By Doug Cameron
This article is being republished as part of our daily reproduction of WSJ.com articles that also appeared in the U.S. print edition of The Wall Street Journal (October 6, 2017).
Boeing Co. on Thursday said it plans to acquire Aurora Flight Sciences Corp., a maker of aerial drones and pilotless flying systems in a move the company said could pave the way for fleets of small flying taxis.
Virginia-based Aurora is a specialist in autonomous systems that allow military and commercial aircraft to be flown remotely, including technology that automates many functions, and has been working with Uber Technologies Inc. on a new vehicle that would take off and land like a helicopter.
Flying taxi-style concepts have attracted interest and funding from technology and aerospace companies, though face big hurdles including regulations that would allow fleets to operate alongside commercial airliners and other air traffic, as well as batteries to keep them aloft for several hours.
The purchase of Aurora would also expand Boeing's reach in the new field of electric-powered aircraft.
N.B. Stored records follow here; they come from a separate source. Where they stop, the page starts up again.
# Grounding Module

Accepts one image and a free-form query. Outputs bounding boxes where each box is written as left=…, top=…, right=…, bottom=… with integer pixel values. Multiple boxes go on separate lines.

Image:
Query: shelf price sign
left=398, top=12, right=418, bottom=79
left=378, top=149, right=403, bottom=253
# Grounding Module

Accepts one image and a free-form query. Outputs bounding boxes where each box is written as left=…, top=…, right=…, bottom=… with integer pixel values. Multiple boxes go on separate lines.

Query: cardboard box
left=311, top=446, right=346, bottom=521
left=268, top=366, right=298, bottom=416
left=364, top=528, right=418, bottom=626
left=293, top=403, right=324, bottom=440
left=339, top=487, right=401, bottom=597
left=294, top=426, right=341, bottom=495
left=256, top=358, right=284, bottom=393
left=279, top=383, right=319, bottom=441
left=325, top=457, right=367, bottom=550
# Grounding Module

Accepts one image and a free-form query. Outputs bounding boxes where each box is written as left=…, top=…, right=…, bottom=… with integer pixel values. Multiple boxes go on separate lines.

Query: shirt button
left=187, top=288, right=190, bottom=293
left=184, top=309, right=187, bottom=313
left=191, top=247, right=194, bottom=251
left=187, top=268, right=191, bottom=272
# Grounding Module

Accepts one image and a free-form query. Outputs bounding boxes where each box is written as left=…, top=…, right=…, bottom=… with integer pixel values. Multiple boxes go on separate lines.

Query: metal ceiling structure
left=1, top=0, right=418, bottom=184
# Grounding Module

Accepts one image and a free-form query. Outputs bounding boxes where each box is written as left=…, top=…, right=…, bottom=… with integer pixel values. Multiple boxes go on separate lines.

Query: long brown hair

Boeing's venture capital arm also this year invested in Zunum Aero, a Washington state-based startup that on Thursday unveiled its plan for an electric-hybrid regional passenger jet.
"These types of technology are helping pilots today and are a steppingstone to pilotless aircraft," said John Langford, Aurora's founder and chief executive, in a live-streamed interview.
Greg Hyslop, Boeing's chief technology officer, said the work on autonomous systems also had potential benefits for a host of other industries looking to leverage the potential of so-called machine learning, where computers improve from experience.
The proposed Aurora deal marks Boeing's second acquisition in less than a year involving autonomous systems following last December's purchase of Liquid Robotics Inc., a maker of ships and undersea vehicles, and adds to a portfolio that includes aerial drone maker Insitu.
Terms for the proposed purchase of Aurora weren't disclosed. The firm has more than 550 staff and will be run as an independent unit in Boeing's engineering and technology business.
Aurora also produces composite parts for aircraft and other vehicles. Boeing is looking to produce more of its own parts as part of an insourcing strategy to reduce costs and potential disruption in its supply chain.
Boeing has been considering further acquisitions as part of the push to expand sales at its newly formed services arm to $50 billion over the next several years from around $14 billion at present.